C’est jusque dans ce tréfonds que les professionnels de la communication de crise vont puiser. Parce qu’il n’est plus une décision politique “défavorable” aux grands industriels qui ne passe sous la toise de l’emploi. Comme argument ultime, dans la mise dans la balance du sacrifice. Et de façon diamétralement opposée, leurs adversaires (souvent de gauche) s’escriment à parer l’argument de l’emploi par l’emploi. Peine perdue.

Christopher Dombres

Remarque liminaire, il faut bien savoir que les industriels en général se fichent comme d’une guigne du niveau d’emploi dans un pays donné. Ils s’en fichent (à tort d’ailleurs) autant que du niveau de salaire, d’éducation ou de solidarité des services collectifs. Il en va aussi des hommes politiques souvent issus du même cercle ou vivotant des mêmes réseaux. Mieux : ils partagent grosso modo la même idéologie de libéralisation du travail, des marchés, de toutes les facettes du quotidien… Mais eux malheureusement doivent passer devant le suffrage universel, celui du citoyen, travailleur ou chômeur. D’où ce commode argument de l’emploi.
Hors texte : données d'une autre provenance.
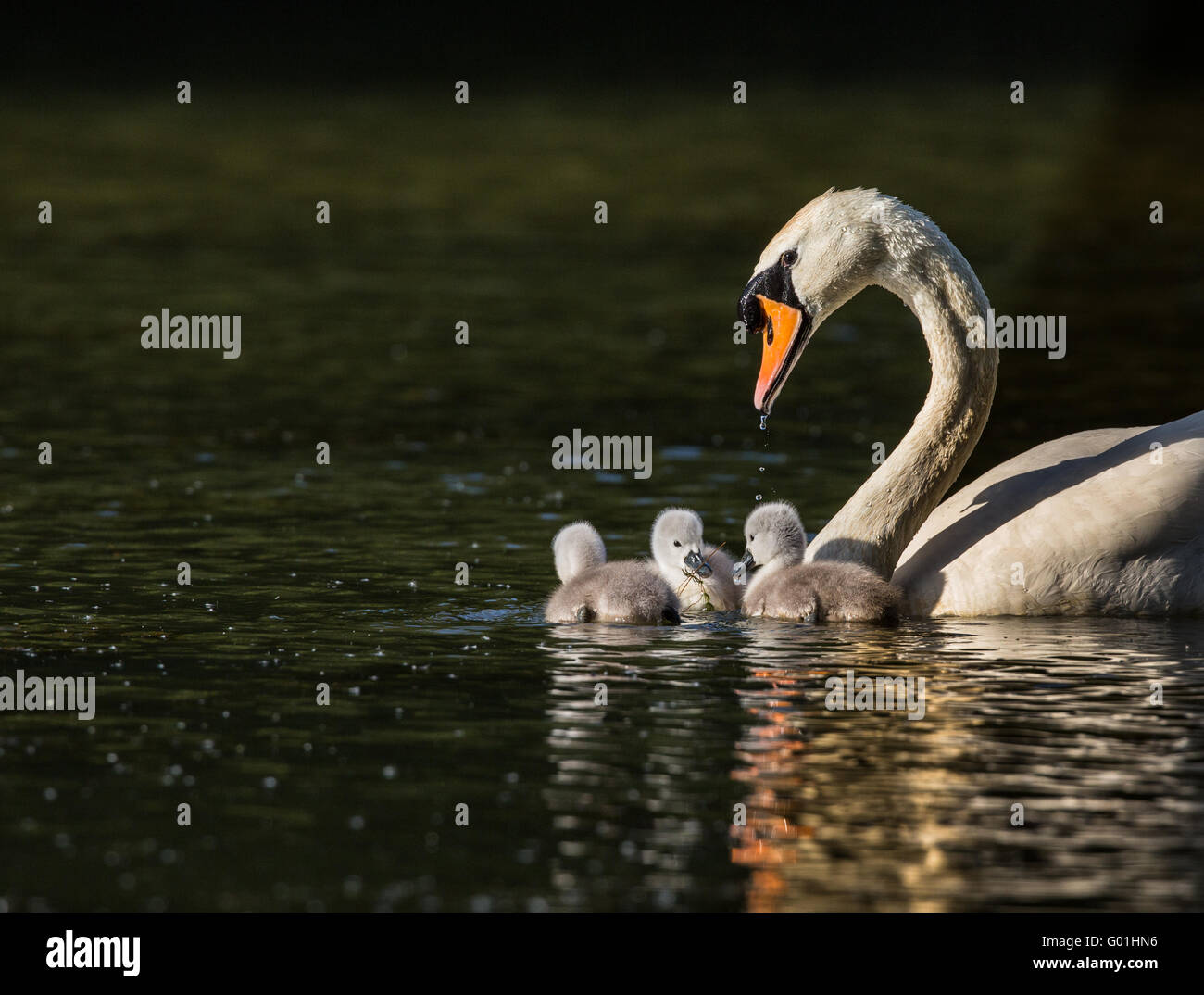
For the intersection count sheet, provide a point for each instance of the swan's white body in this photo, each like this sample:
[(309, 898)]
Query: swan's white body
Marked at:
[(1107, 522), (1096, 523)]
En 2008, le premier ministre F. Fillon et le Président N. Sarkozy annonçaient que 2,5 millions de personnes travaillaient dans la branche automobile de l’industrie. On ne s’en souvient plus. Tant les annonces s’accumulent, les arguments s’entassent, saturant l’espace, les consciences et le jugement. L’objectif à l’époque consistait à lâcher plus de 7 milliards d’euros pour “sauver” ce secteur. Un secteur stratégique disait-on les trémolos dans la voix. La réalité est un peu différente. En France un peu moins de 300 000 personnes travaillent pour le secteur automobile. L’imagination féconde de conseillers en communication en a ajouté 2,2 millions. Car ils ont probablement mis en sus des 300 000 besogneux, les vendeurs, les assureurs, les transporteurs de marchandises, les pervenches, les ambulanciers et peut être même les croque-morts qui mettent en bière les accidentés. Ce chiffre de 2,5 millions d’emplois se retrouvera dans le rapport du très sérieux conseil économique et social. Et 2,5 millions de potentiels chômeurs constituent un argument indiscutable par les temps qui courent.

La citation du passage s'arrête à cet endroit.